Color tunable dual-phase transparent glass ceramics for warm white light-emitting diodes

Abstract

Currently, Ce³⁺:Y₃Al₅O₁₂ phosphor converted white light-emitting diodes suffer from a deficiency of adequate red components and easy aging of the organic silicone matrix. Herein, Ce³⁺/Mn²⁺/Si⁴⁺:Y₃Al₅O₁₂ phosphors were synthesized via a traditional solid-state reaction and they can emit intense red luminescence, which is attributed to the Mn²⁺:⁴T₁ → ⁶A₁ spin-forbidden transition under the excitation of blue light via efficient energy transfer from Ce³⁺ to Mn²⁺. Temperature-dependent emission spectra and luminescent decay curves evidence that Mn²⁺ activators partition into both the Al³⁺ octahedral and Y³⁺ dodecahedral sites, whereas the Si⁴⁺ sites located in the Al³⁺ tetrahedral site are charge compensators.
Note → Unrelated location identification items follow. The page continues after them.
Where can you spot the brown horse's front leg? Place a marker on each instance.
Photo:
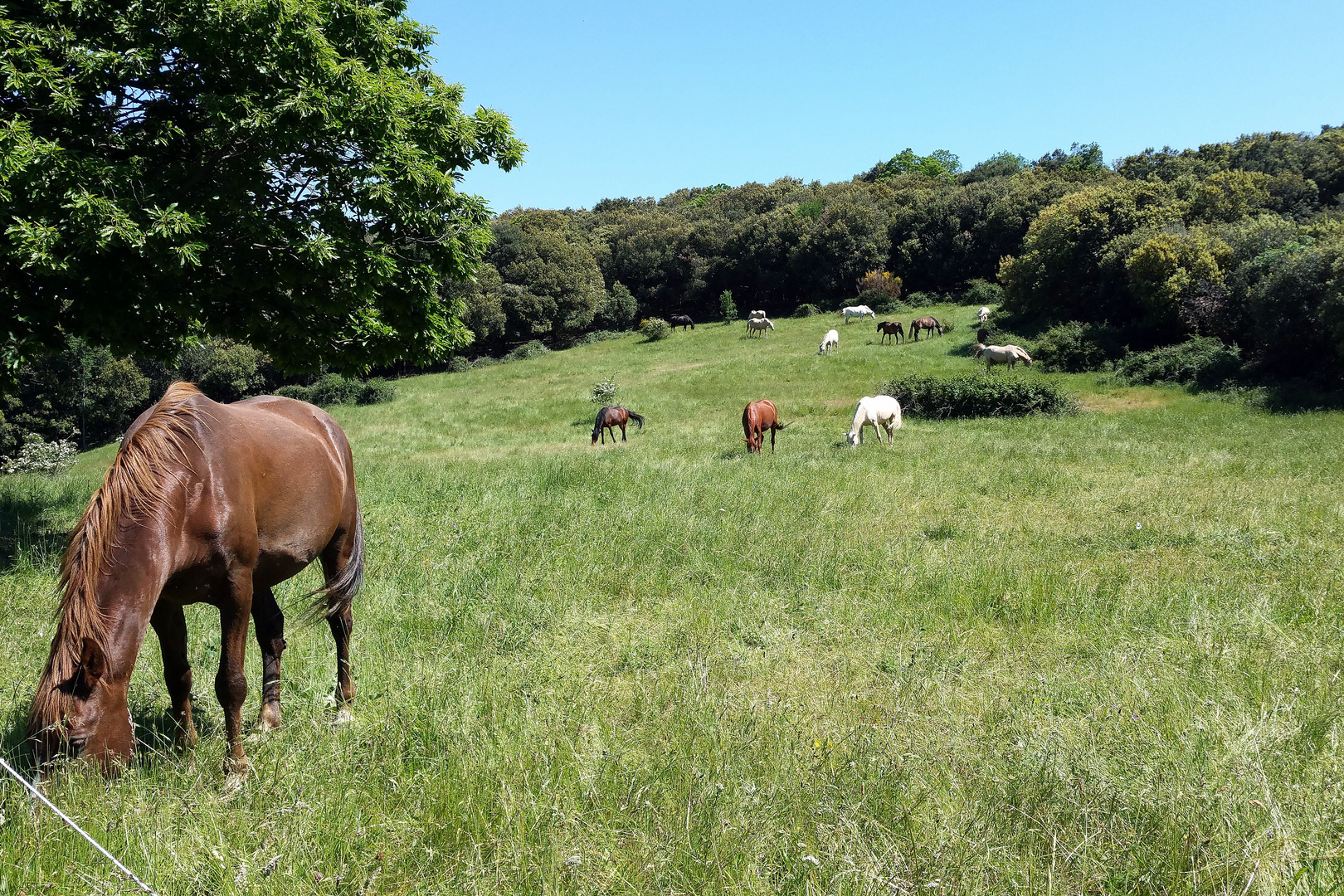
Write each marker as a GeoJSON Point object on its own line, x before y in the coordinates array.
{"type": "Point", "coordinates": [231, 680]}
{"type": "Point", "coordinates": [171, 626]}
{"type": "Point", "coordinates": [270, 638]}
Furthermore, inorganic Ce³⁺:Y₃Al₅O₁₂ and Ce³⁺/Mn²⁺/Si⁴⁺:Y₃Al₅O₁₂ dual-phase transparent glass ceramics were successfully fabricated via a low-temperature co-sintering technique to replace the phosphor in organic silicone as a color converter, and red to yellow tunable luminescence can be easily achieved by controlling the content of red phosphor in the glass matrix. Note that by combining the fabricated dual-phase glass ceramics with the InGaN blue chip, warm white light-emitting diodes with a superior optical performance and excellent heat-resistance stability were successfully constructed.